I know the credit crunch is putting jobs at risk around the world but there are still some jobs that no-one really covets. Who wants to be England's cricket coach? No I didn't think so.
Being a CEO of a solar panel producer is also fast becoming a career move to be avoided. Here's why:
The price of polysilicon has fallen swiftly on the spot market in recent months, dropping to about $200 per kilogram from $450 to $500 earlier in 2008. Analysts predict spot prices to sink below $100 by the end of 2009 and to a $50 to $80 range in 2010. That's roughly the same levels as prices in long-term contracts.
The plunge in polysilicon prices shows a dramatic reversal in the cost situation solar panel makers have faced during past four years. During that period polysilicon prices have surged and would-be buyers often found it difficult to source enough product.
On the face of it the drop in the cost of polysilicon is good news for the solar cell makers because the raw material is the single biggest expense in making a solar module, accounting about half of the costs.
However, any cost relief is going to be offset by the slowdown in demand for solar products resulting from the global credit crunch.
Increased polysilicon production capacity worldwide will switch the shortage in polysilicon into an excess by 2010. In 2009 the global supply of polysilicon is set to double and is expected to outpace demand growth. Within two years, supply will outstrip demand and will widen further by 2012.
Even though demand will continue to keep growing until 2011, it simply won't keep up with the supply side of the equation.
The collapse in polysilicon prices fueled by the release of new output is going to force consolidation among the 70 or so producers of the raw material.
There is already major pressure around the world to renegotiate polysilicon contracts and it is going to weigh on margins at the established polysilicon manufacturers such as MEMC, Germany's Wacker Chemie AG and Norway's Renewable Energy Corp .
To add to the solar panel maker's woes it seems that up to 80 percent of solar projects are financed by banks and institutional investors. Solar panel producers rely on credit to ensure their customers can place new orders. A credit crunch is just not what the doctor ordered. Although panel prices have been rising for the first nine months of this year they are now on track to fall as much as 15 percent in the fourth quarter.
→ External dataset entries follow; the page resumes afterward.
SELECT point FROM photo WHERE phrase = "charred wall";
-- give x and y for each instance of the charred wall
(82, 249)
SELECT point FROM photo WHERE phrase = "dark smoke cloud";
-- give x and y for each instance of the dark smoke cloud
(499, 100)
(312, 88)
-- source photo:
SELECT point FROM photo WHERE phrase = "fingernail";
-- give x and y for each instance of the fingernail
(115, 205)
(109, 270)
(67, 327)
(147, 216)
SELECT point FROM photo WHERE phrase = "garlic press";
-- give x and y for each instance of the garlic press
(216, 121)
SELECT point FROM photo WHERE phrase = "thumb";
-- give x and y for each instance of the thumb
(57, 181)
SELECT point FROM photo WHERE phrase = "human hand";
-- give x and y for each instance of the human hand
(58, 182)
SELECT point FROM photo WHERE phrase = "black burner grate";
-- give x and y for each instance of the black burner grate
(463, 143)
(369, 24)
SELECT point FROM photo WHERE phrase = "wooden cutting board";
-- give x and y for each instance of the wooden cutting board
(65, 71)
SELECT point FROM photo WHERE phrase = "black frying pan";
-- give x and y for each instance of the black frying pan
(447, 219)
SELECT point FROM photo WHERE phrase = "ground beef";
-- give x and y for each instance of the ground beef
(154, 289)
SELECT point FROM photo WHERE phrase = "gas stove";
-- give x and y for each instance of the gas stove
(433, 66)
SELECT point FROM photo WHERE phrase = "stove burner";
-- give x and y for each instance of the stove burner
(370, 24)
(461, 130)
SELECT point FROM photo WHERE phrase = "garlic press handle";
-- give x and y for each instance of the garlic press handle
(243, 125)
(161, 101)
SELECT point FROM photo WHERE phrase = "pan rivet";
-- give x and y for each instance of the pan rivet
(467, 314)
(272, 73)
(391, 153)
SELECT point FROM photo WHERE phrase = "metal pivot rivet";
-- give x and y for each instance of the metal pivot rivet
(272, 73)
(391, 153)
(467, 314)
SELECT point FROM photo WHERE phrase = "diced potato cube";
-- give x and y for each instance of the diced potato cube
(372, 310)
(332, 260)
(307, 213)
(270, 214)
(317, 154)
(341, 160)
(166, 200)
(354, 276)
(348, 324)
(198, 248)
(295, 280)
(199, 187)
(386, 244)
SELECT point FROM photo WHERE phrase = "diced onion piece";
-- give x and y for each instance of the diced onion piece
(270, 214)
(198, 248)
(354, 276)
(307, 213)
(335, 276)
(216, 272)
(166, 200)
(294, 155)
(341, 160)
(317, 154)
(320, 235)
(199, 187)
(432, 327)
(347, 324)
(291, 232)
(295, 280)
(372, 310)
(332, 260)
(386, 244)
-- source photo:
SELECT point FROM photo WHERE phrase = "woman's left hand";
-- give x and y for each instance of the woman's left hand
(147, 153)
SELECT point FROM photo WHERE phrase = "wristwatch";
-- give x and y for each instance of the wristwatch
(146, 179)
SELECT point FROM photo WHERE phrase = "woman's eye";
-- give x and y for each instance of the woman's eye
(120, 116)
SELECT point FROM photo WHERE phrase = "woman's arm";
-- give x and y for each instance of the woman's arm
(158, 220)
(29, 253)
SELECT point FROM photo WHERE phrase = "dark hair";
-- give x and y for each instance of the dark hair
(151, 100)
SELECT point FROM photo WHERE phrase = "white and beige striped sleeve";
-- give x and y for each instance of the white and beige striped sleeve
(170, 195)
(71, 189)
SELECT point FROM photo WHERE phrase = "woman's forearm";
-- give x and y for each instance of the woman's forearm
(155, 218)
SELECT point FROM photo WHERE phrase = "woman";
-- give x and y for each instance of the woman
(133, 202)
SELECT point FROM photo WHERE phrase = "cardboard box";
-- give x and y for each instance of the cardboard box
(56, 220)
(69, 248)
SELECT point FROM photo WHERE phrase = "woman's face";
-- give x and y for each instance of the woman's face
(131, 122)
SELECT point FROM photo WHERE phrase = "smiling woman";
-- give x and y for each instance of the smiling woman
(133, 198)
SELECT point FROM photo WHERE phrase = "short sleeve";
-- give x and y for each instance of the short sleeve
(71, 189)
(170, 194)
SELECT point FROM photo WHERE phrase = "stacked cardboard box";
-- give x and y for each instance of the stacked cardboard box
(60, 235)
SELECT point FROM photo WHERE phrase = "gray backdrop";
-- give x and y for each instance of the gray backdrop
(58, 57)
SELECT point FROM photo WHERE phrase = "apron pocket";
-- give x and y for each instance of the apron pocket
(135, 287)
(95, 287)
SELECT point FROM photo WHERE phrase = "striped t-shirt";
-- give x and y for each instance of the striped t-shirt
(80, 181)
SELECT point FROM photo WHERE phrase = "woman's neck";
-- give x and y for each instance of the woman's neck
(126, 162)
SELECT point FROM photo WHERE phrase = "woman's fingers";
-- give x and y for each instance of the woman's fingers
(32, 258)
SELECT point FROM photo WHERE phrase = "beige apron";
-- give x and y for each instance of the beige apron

In a sign of things to come, Suntech slashed its revenue forecasts for the fourth quarter, citing the euro's sudden fall against the dollar and delayed orders by customers who had trouble getting project financing.
In the past couple of years solar manufacturers have been forced to enter into five-year contracts with polysilicon producers at high prices to ensure raw material supplies. So now we find many of those companies busily trying to renegotiate the contracts to reflect the lower price of polysilicon.
So headaches galore for the CEO of a solar panel producer and no doubt for their employees and component suppliers too.
Here is one last point. Back in May 2006 EETimes reported the following: The contract price of polysilicon has soared 80 percent in the last 18 months to $60/kg, and we anticipate further increases to $80/kg in 2006 and more in 2007.
So the price of polysilicon has soared and crashed. By 2010 the price is likely to be in the $50 to $80 range. Sounds familiar?
Clearly it is a case of back to the future. Now where did I put my DeLorean?